Auch Krämers Personalentscheidungen waren nicht von Kontinuität geprägt. Bestes Beispiel: Beim Spiel gegen Halle saß Marvin Pourié, mit sieben Toren immerhin der Top-Torjäger, zunächst nur auf der Bank, während Johannes Manske zum ersten Mal in dieser Saison von Beginn an ran durfte. Und das, obwohl er bislang nicht einen Treffer erzielt hat.
Keine Konsequenz
Ohnehin machte es den Eindruck, als hätte Krämer nicht die richtigen Schlüsse aus seinen fachlich stets anspruchsvollen Analysen gezogen. Es mangelte an der letzten Konsequenz – auch bei ihm selbst. Denn im Oktober, als gerade das Heimspiel gegen Dortmund II mit 0:2 verloren ging, sagte er in der "Neuen Osnabrücker Zeitung": Wenn er den Eindruck hätte, dass er der Mannschaft und dem Klub nicht mehr helfen könne, dann bräuchte ihn auch keiner zu entlassen oder ihm eine Abfindung zu zahlen. "Dann würde ich das Auto tanken, sauber machen und vor die Tür stellen."

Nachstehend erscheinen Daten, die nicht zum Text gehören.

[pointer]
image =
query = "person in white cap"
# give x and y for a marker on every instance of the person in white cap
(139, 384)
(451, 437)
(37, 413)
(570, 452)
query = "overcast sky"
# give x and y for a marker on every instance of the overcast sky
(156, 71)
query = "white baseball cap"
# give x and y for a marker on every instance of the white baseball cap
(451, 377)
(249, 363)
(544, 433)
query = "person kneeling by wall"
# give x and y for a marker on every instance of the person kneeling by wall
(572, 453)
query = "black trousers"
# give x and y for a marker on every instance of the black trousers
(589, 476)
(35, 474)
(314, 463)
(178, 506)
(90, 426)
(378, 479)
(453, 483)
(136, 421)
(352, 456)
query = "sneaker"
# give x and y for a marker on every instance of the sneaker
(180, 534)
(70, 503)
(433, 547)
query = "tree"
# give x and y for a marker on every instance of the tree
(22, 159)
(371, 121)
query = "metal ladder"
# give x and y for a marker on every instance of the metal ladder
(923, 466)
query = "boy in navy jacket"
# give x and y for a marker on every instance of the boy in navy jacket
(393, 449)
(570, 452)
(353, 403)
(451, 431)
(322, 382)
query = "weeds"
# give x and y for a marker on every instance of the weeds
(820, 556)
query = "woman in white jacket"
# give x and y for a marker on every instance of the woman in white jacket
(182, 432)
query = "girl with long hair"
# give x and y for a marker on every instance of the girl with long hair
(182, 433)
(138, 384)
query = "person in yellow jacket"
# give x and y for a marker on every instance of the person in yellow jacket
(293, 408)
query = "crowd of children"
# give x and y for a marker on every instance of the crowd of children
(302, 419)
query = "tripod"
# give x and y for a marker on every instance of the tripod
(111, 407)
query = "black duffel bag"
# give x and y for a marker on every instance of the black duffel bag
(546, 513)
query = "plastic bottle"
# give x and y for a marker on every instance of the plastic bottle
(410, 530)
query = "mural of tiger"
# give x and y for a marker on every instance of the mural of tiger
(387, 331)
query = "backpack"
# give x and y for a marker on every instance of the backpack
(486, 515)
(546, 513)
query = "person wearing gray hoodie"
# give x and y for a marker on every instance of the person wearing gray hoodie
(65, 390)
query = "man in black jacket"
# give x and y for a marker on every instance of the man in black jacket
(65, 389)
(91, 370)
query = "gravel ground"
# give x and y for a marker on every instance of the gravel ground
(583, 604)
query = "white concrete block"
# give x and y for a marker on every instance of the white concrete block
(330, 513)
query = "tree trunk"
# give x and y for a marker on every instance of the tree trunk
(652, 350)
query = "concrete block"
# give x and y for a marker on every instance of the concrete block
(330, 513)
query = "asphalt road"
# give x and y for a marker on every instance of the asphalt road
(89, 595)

Dass der 55-Jährige der Mannschaft nicht mehr helfen kann, wurde am Samstag in der ersten Halbzeit gegen den Halleschen FC mehr als deutlich. Dennoch schloss Krämer – entgegen seiner früheren Aussagen – auch nach der Partie einen Rücktritt aus. So war es letztlich der Verein, der sich unmittelbar nach der Partie zum Handeln gezwungen sah.